Nach unserem derzeitigen Wissensstand haben sich die Ereignisse wie folgt zugetragen:
Gestern fand – aufgrund der hohen Teilnehmer*innen-Anzahl von etwa 70 Bürger*innen vor den Räumlichkeiten der „Bürger für Bürger“-Bürgerinitiative auf der Brahmstraße 4a - und nicht wie von der WAZ genannt in einem Gebäude auf der Beethovenstraße - zwischen 18:00 und 21:00 Uhr eine „Diskussions-Runde“ für Bürger*innen statt.
Im Laufe der Veranstaltung zeichnete sich das antiromaistische Potenzial einer Mehrheit der Beteiligten ab und führte zu einer Art rassistischem Grundkonsens in welchem sich die eben genannten Menschen fortwährend gegenseitig bestätigten und die Situation weiter anheizte. Gegenpositionen, die sich für die In-den-Peschen-Bewohner*innen aussprachen wurden häufig unterbrochen, beleidigt und bedroht. Nicht zuletzt war die allgemeine Stimmung außerordentlich aggressiv aufgeladen, wodurch eine ziel-führende und differenzierte Diskussion unmöglich wurde.
Unter den Anwesenden befanden sich auch bekannte Neonazis und Mitglieder der rechts-populistischen Partei Pro-NRW. Die genaue Intention der Veranstaltung blieb unklar.

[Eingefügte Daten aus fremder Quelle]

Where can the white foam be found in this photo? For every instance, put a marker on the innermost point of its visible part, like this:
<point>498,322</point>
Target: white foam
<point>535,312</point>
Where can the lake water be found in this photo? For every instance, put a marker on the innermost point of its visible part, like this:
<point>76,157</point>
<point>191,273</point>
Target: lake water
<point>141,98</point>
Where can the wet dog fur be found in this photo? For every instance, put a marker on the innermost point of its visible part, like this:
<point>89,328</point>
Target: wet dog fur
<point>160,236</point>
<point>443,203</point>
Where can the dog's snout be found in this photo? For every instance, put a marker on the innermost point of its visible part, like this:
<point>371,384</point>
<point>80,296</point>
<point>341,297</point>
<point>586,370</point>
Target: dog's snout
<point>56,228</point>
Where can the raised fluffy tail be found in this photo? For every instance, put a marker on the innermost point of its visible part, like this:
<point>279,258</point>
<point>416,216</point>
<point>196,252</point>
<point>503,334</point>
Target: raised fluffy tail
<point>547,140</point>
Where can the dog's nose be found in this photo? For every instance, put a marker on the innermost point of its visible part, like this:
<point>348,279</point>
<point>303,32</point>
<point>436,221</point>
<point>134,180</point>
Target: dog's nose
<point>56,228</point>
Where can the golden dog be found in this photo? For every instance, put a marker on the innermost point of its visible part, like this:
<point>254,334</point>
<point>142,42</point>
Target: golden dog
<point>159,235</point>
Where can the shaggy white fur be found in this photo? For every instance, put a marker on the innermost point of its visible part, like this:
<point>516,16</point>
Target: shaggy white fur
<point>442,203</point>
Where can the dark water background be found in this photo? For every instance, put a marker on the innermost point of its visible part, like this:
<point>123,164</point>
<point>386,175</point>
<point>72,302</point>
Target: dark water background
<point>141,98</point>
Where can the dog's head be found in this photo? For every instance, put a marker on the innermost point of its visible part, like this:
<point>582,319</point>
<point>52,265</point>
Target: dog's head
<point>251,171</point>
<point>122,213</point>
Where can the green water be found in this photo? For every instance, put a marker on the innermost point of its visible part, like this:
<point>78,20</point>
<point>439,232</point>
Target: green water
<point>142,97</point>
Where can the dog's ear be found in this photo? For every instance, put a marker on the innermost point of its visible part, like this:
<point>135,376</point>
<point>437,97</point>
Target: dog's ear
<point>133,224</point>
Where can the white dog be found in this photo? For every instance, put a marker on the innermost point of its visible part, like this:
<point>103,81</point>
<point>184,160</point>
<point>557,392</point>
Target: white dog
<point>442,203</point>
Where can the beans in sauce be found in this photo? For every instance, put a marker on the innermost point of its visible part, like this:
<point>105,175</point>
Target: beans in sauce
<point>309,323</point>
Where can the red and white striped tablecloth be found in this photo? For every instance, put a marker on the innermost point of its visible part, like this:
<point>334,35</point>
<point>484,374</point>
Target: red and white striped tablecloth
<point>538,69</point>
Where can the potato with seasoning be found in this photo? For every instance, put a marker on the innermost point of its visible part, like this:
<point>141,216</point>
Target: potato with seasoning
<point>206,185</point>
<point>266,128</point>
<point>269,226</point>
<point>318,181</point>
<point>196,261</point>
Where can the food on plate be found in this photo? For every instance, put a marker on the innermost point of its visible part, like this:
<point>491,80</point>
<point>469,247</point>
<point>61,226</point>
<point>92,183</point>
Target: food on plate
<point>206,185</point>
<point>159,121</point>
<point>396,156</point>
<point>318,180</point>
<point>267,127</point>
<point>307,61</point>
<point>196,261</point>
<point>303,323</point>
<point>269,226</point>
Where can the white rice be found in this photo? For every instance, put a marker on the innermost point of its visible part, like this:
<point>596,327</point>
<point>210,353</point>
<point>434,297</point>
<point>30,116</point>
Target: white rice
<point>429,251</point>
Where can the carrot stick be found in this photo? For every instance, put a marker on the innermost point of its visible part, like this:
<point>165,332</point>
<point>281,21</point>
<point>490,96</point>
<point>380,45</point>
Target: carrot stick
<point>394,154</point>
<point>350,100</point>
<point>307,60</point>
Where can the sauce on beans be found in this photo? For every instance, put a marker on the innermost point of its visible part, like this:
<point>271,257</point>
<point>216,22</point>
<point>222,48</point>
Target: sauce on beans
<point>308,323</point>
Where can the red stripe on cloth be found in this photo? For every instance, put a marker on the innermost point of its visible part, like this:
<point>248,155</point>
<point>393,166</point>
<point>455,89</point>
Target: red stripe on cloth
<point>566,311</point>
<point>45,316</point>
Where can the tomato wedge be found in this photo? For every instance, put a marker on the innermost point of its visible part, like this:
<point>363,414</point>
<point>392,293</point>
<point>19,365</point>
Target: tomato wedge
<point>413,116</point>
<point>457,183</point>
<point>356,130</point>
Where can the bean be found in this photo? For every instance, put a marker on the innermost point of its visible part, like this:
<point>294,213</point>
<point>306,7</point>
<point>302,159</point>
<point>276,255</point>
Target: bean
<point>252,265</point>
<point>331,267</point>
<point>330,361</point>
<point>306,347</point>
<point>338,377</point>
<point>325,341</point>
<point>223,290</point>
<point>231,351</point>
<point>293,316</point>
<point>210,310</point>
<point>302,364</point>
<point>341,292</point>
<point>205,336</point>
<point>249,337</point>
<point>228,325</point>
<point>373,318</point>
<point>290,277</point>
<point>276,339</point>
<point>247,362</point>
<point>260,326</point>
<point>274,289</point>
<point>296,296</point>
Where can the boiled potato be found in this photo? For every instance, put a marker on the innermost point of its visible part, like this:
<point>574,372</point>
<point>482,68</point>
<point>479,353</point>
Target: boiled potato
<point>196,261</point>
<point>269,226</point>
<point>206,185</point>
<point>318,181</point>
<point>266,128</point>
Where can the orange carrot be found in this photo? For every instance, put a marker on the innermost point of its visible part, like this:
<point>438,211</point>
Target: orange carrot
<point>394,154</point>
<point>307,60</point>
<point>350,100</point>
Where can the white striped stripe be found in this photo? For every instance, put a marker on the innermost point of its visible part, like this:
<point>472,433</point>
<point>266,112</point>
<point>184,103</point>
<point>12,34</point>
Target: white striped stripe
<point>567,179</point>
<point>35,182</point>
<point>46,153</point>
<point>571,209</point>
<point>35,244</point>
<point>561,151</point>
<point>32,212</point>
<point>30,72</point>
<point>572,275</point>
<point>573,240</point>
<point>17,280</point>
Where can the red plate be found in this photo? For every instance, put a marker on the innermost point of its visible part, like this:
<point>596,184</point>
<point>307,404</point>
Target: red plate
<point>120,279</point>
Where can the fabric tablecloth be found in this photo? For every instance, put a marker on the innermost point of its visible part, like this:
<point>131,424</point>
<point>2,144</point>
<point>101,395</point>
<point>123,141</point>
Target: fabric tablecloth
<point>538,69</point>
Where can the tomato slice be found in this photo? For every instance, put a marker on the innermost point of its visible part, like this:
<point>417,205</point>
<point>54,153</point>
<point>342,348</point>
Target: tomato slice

Nach Beendigung der Veranstaltung soll es im näheren Umfeld zu einer Konfrontation zwischen einer Gruppe – die zu einem Teil aus Menschen bestanden haben soll, welche sich vorher während der „Diskussions-Verstanstaltung“ rassistisch geäußert haben sollen – und einer abreisenden Gruppe aus dem antifaschistischen Spektrum.
Nach Provokationen von beiden Seiten soll es zu Handgreiflichkeiten gekommen sein. Laut Presse-Informationen sollen aufgrund des Vorfalls mehrere Menschen ins Krankenhaus eingeliefert worden sein.

Fehlinformationen
Es kam zu mehrere Fehlinformationen darüber, dass organisierte Nazis sich in Rheinhausen sammelten. Dieser Eindruck wurde durch mehrere Twitter-Nachrichten verstärkt. Diese bezogen sich jedoch nur auf die „Bürger für Bürger“-Veranstaltung und deren rassistischer Grundstimmung.
Aufgrund dessen kam es spontan zu einer großen Mobilisierung links-orientierter Personen und Gruppen.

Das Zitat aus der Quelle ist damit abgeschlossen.